Multi-decadal trends in oceanic biodiversity

At the ocean basin scale biodiversity of pelagic zooplankton copepods is related to temperature and an increase in warming over the last few decades has been followed by an increase in diversity. There is also a direct link between diversity and the size-structure of the zooplankton community. The overall diversity patterns of pelagic organisms, peaking between 20° to 30° latitude north or south, follow temperature gradients in the world's oceans. Similarly, phytoplankton show a relationship between temperature and diversity which is linked to the phytoplankton community having a higher diversity but an overall smaller size-fraction and a more complex foodweb structure (i.e. microbial-based versus diatom-based production) in warmer, more stratified environments. The parallel decrease in size-structure of pelagic organisms with increasing diversity may have implications for marine ecosystem services such as smaller-sized fish communities and reduced carbon drawdown (PNAS (2010) 107: 10120-10124).

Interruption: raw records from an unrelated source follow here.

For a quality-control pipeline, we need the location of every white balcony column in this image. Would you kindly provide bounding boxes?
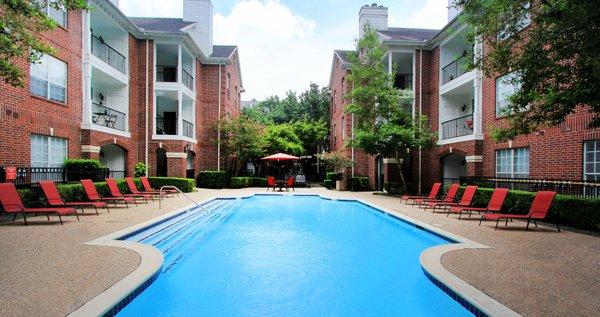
[177,90,183,135]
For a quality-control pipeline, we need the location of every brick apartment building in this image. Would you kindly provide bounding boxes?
[0,0,243,177]
[330,1,600,191]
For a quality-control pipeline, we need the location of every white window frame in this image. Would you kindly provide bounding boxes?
[29,54,69,104]
[496,147,531,178]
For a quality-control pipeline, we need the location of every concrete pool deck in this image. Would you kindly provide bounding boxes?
[0,188,600,316]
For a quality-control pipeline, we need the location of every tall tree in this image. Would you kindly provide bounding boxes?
[455,0,600,140]
[0,0,88,87]
[346,27,435,190]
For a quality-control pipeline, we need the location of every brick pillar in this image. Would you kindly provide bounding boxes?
[167,152,187,178]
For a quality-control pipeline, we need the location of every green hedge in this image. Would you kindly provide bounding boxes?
[459,188,600,231]
[348,176,371,192]
[196,171,227,189]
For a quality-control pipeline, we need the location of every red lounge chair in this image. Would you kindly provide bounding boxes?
[479,191,560,232]
[81,179,137,208]
[125,177,157,201]
[267,176,277,191]
[448,188,508,220]
[414,184,460,209]
[106,178,152,205]
[39,181,110,215]
[0,183,79,225]
[140,176,179,196]
[285,176,296,191]
[400,183,442,206]
[424,186,477,212]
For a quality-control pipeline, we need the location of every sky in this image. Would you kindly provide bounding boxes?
[120,0,448,100]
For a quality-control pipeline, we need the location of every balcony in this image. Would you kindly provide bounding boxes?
[442,54,467,85]
[92,34,127,74]
[442,114,473,140]
[92,102,127,131]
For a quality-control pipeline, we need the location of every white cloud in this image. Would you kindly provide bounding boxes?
[214,0,346,99]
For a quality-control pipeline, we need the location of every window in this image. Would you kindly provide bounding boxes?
[35,0,67,27]
[496,72,521,118]
[29,55,67,103]
[583,140,600,181]
[496,148,529,178]
[31,134,67,167]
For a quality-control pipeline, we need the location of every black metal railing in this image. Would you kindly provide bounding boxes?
[92,34,127,74]
[182,120,195,139]
[185,169,196,179]
[460,177,600,198]
[181,69,194,91]
[92,102,127,131]
[156,65,177,83]
[442,114,473,140]
[442,55,467,84]
[0,167,111,187]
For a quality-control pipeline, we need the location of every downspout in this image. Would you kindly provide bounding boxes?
[217,64,223,171]
[144,38,150,175]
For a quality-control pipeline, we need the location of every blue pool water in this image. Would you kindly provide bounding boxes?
[119,196,471,316]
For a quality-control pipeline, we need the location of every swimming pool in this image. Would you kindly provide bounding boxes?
[119,195,471,316]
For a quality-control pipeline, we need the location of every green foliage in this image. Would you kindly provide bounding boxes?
[455,0,600,141]
[134,162,149,177]
[263,124,304,155]
[348,176,371,192]
[459,187,600,231]
[320,151,353,174]
[196,171,228,189]
[221,116,265,176]
[229,177,267,188]
[0,0,88,87]
[383,182,404,195]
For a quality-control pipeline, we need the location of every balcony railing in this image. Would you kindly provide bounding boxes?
[92,102,127,131]
[92,34,126,74]
[181,69,194,91]
[442,54,467,84]
[183,120,194,139]
[442,114,473,140]
[156,65,177,83]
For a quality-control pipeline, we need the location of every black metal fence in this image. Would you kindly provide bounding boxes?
[460,177,600,198]
[0,167,112,187]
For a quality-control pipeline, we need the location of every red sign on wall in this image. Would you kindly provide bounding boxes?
[4,167,17,181]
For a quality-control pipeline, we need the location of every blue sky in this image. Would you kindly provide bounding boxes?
[120,0,448,100]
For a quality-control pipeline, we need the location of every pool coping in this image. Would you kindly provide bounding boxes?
[68,193,521,317]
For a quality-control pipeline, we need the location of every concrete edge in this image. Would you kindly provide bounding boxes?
[68,192,521,317]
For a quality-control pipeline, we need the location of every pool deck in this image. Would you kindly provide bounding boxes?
[0,188,600,316]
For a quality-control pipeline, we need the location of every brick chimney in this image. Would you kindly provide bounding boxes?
[183,0,213,56]
[358,3,388,37]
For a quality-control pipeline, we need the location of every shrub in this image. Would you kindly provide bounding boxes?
[348,176,371,192]
[196,171,227,189]
[459,188,600,231]
[383,182,404,195]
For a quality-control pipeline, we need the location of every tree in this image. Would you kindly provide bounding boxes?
[346,27,435,190]
[0,0,88,87]
[455,0,600,140]
[221,116,265,176]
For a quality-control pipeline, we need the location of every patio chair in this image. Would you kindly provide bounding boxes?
[479,191,560,232]
[125,177,158,201]
[140,176,179,196]
[267,176,277,191]
[285,176,296,191]
[39,181,110,215]
[400,183,442,206]
[106,177,152,205]
[0,183,79,225]
[81,179,137,208]
[423,186,477,212]
[413,184,460,209]
[448,188,508,220]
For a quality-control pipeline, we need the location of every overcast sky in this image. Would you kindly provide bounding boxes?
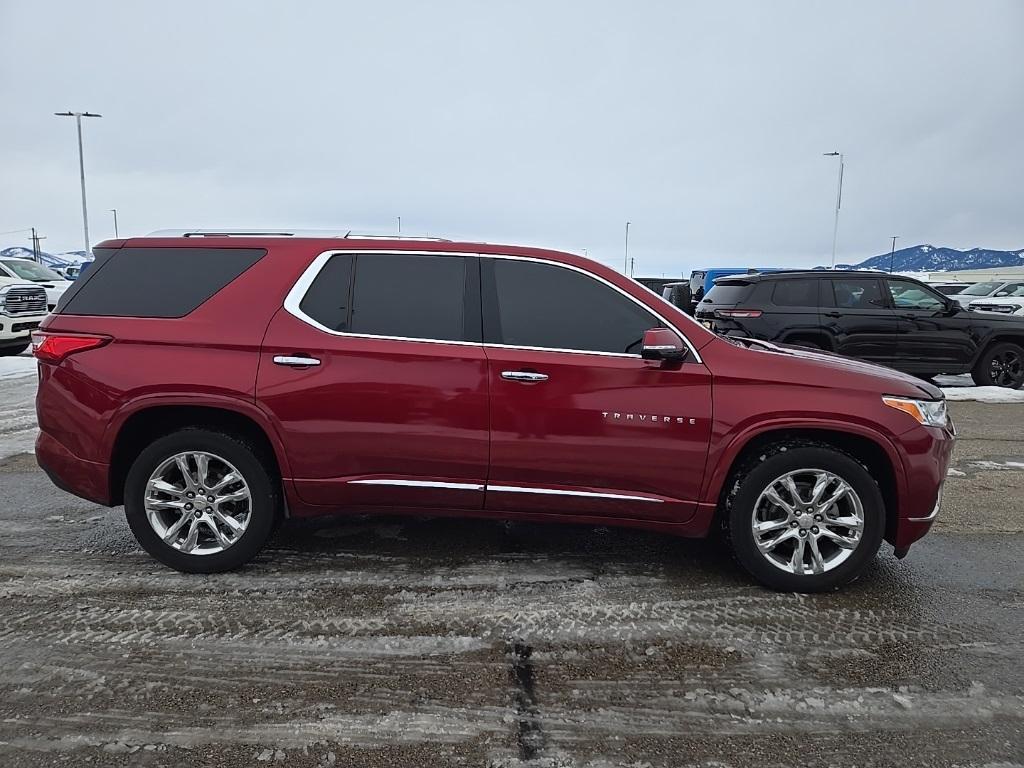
[0,0,1024,274]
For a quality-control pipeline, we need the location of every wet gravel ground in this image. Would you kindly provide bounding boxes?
[0,403,1024,768]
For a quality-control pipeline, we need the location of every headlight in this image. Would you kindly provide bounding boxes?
[882,396,948,427]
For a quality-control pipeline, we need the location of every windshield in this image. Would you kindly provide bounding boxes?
[0,259,63,283]
[959,283,1002,296]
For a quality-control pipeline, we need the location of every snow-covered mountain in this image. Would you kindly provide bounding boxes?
[837,245,1024,272]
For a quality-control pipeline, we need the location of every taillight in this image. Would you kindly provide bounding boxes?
[32,331,111,362]
[715,309,761,317]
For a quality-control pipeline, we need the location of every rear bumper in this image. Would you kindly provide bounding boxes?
[890,427,955,556]
[36,431,111,507]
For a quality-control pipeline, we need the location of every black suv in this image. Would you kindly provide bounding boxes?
[695,270,1024,389]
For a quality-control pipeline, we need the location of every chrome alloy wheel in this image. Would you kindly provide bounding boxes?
[143,452,253,555]
[751,469,864,575]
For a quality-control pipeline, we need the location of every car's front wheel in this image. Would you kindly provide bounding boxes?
[125,429,281,573]
[727,443,885,592]
[971,341,1024,389]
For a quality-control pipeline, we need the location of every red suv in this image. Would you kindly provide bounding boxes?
[34,232,953,591]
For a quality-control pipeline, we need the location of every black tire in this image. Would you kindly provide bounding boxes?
[0,341,32,357]
[971,341,1024,389]
[724,442,886,592]
[124,428,282,573]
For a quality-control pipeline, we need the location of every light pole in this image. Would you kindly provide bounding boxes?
[623,221,630,274]
[824,152,843,269]
[53,112,103,256]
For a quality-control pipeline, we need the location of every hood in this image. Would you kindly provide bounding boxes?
[743,339,945,400]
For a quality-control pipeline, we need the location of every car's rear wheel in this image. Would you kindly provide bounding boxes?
[125,429,281,573]
[727,443,885,592]
[971,341,1024,389]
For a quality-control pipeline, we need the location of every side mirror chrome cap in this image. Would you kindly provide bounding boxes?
[640,328,686,362]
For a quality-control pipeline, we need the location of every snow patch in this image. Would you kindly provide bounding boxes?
[942,387,1024,402]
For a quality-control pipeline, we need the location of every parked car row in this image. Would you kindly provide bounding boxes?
[696,270,1024,388]
[0,257,79,356]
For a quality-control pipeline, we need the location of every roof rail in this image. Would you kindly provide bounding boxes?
[145,229,451,243]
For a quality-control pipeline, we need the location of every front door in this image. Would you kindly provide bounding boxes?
[481,258,712,522]
[256,253,488,509]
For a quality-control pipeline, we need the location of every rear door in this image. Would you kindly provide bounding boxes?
[481,258,712,522]
[885,278,978,373]
[257,252,488,509]
[760,278,821,341]
[820,275,899,368]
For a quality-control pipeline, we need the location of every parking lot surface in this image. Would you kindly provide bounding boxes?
[0,402,1024,768]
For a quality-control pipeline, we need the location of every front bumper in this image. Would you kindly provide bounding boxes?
[887,423,956,557]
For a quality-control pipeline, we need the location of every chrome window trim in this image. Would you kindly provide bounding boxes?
[284,248,703,364]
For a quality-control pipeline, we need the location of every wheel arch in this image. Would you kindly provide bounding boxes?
[705,425,903,541]
[109,401,288,505]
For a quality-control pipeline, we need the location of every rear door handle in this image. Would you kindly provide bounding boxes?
[502,371,548,381]
[273,354,319,368]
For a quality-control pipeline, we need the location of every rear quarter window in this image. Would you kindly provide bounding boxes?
[703,282,752,304]
[56,248,266,317]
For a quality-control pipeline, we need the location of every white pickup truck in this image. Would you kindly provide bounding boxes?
[0,274,48,355]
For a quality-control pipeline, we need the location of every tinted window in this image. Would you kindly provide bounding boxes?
[886,280,946,311]
[484,259,662,354]
[995,283,1024,296]
[772,280,818,307]
[830,278,885,309]
[962,283,1002,296]
[299,255,353,331]
[703,283,751,304]
[299,254,468,341]
[57,248,266,317]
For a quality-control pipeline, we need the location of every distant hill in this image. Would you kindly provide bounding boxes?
[837,245,1024,272]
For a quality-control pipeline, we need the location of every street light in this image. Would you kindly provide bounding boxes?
[53,112,103,256]
[823,152,843,269]
[623,221,630,274]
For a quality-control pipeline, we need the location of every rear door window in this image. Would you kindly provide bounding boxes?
[483,259,663,354]
[772,280,818,307]
[299,254,471,341]
[56,248,266,317]
[703,283,751,304]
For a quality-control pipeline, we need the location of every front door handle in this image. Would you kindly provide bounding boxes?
[502,371,548,381]
[273,354,319,368]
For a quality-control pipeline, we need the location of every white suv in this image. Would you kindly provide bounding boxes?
[970,283,1024,316]
[0,258,72,311]
[949,280,1024,309]
[0,274,47,355]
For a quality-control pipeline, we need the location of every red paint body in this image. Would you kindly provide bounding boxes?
[37,238,953,549]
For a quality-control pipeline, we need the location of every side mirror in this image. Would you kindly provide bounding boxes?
[640,328,686,362]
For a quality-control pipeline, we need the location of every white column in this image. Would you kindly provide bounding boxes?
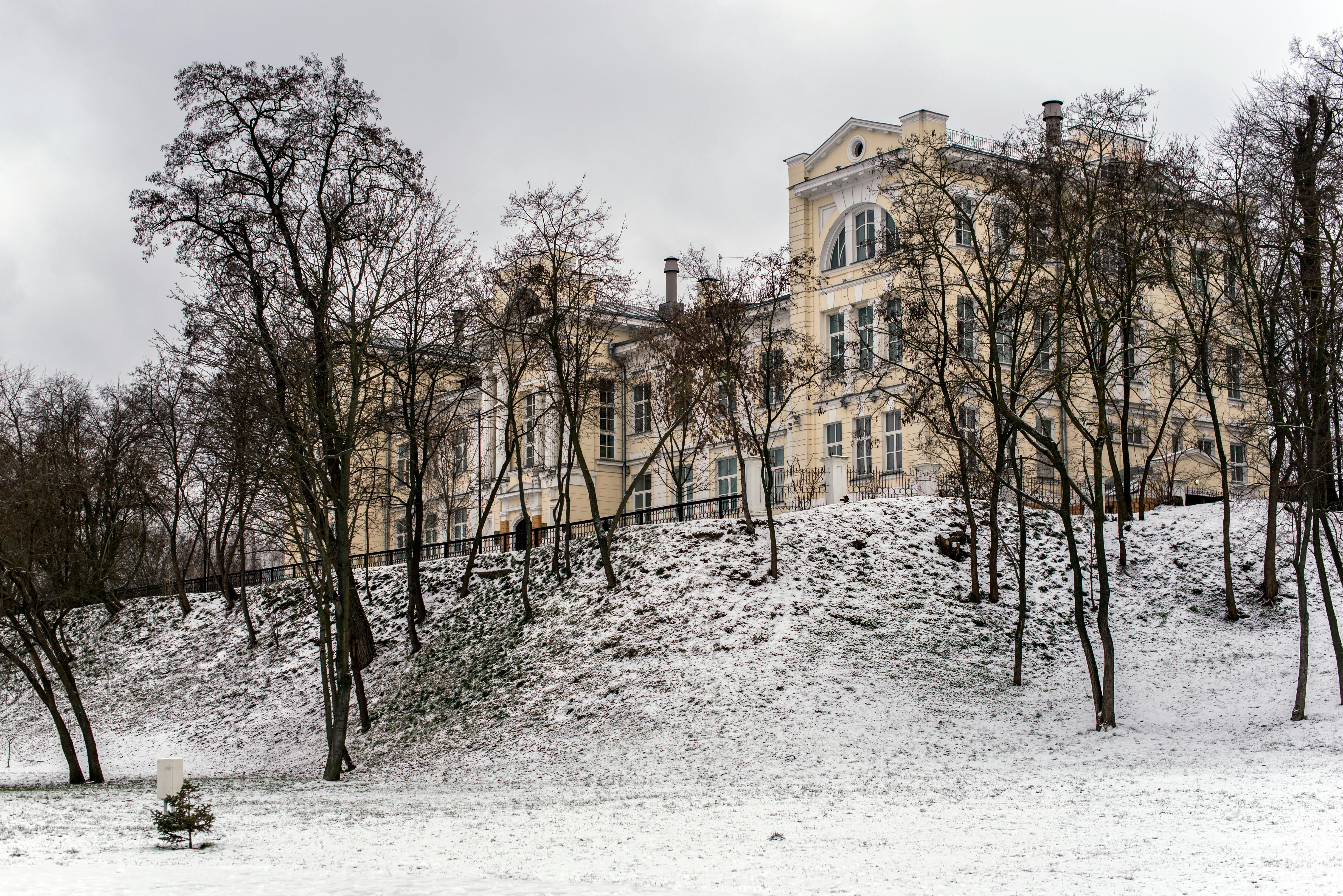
[820,455,849,504]
[741,457,764,516]
[915,460,941,498]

Read more: Beaugrand, G., Edwards, M. and Legendre, L., 2010. Marine biodiversity, ecosystem functioning and carbon cycles. Proceedings of the National Academy of Sciences of the United States of America, 107:10120-10124

biodiversity and carbon residence

Relationships between the spatial distribution and long-term latitudinal changes in the diversity of calanoid copepods in the extratropical North Atlantic. Diversity was measured by first-order jackknife performed on the Gini coefficient. Left panel: mean spatial distributions (1960-2007) of copepod diversity and mean residence time above 50 m of sinking copepod particles (in days). Right panel: long-term latitudinal changes in copepod diversity and mean residence time above 50 m of sinking copepod particles. Based on (PNAS (2010) 107: 10120-10124).